それから、三人で他愛のない話をして時間を過ごした。
赤司先輩と黒子先輩の話を聞いていると、忘れかけていた学校生活の感覚を思い出せそうな気がする。
純奈が相槌を打っていると、黒子がふと黙り込んで、制服のポケットから携帯電話を取り出した。
誰かから連絡でも来たのだろうかと純奈と赤司が黒子に一瞬だけ視線を移す。
黒子は手元で少し操作をしてから、携帯を純奈に向かって差し出した。
唐突に差し出されて、どうしたのかと思いながら携帯の画面に目を落とすと何かの入力モードになっていることに気付く。
「忘れてしまう前に、お願いしておきます」
「…これ、なんですか?」
「もう遅いかもしれないんですが…間宮さんの連絡先、知っておいた方がいいと思って…それに連絡先を入れてほしいんです」
「え…」
「知っていれば、今日のことも一足早く間宮さんに伝えられていたんじゃないかとずっと考えてました」
「…そうだな。

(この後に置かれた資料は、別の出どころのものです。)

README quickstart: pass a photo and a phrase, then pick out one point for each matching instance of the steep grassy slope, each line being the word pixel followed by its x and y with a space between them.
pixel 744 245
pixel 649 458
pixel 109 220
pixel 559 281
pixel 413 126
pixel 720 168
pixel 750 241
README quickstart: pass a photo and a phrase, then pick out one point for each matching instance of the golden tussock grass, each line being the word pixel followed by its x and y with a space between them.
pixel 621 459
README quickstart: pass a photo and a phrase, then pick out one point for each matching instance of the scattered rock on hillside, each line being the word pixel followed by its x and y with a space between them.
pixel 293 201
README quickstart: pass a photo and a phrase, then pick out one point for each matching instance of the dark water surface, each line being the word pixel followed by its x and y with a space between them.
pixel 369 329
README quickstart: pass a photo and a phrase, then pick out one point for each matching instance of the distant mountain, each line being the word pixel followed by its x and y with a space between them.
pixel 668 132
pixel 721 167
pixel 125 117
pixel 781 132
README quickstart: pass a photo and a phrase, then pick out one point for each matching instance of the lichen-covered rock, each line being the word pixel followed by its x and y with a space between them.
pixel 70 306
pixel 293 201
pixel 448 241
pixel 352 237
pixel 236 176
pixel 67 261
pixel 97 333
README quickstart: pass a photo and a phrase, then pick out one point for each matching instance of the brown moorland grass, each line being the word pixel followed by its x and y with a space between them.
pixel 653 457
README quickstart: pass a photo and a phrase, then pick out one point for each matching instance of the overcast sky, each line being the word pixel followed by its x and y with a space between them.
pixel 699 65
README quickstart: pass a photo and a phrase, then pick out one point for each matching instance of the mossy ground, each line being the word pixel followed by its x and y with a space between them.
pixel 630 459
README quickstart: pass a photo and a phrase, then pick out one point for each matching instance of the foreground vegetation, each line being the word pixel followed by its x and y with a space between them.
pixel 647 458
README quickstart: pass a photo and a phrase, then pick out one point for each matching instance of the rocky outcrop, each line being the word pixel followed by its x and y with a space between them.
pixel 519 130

確かに連絡先を知らないのは不便だ」
「あ、あの…」
「美里香を信じていないというわけではないが、何かあるときは僕たちから伝えた方が確実だろう」
「それは、そうかもしれないですけど…」
話についていけないまま、黒子に携帯を渡される純奈。
とにかく連絡先を入れてしまおうと思い、純奈は慣れない手付きで黒子の携帯に自分の番号とアドレスを打ち込んでいく。
間違いがないか簡単に目を通してから携帯を返すと、黒子は小さく頭を下げた。
するとすぐに赤司と目が合って、無言のまま携帯を差し出される。
「え?」
「なんだその顔は…僕には連絡先を教えられないのか?」
「ち、違います!ええと…し、失礼します…」
「ああ」
もたもたしていると赤司先輩の機嫌を損ねてしまいそうな気がして、すぐさま携帯を受け取った。
アドレスを打ち込んでいる指先が微かに震えている。
そもそも、赤司先輩と連絡先を交換することになるなんて考えてもいなかった。
これまでの話から、今後は黒子先輩を経由して連絡をしてくれると思っていただけに、動揺を隠しきれない。
私は何をしているんだろうか…ボタンを打ちながら、そんなことを考えてしまう始末だ。
少しばかり時間をかけて連絡先を打ち込んでから、純奈は赤司に携帯を手渡した。
見事なまでに気疲れしてしまい、小さい息を吐く。
赤司が携帯の画面を確認しながら呟いた。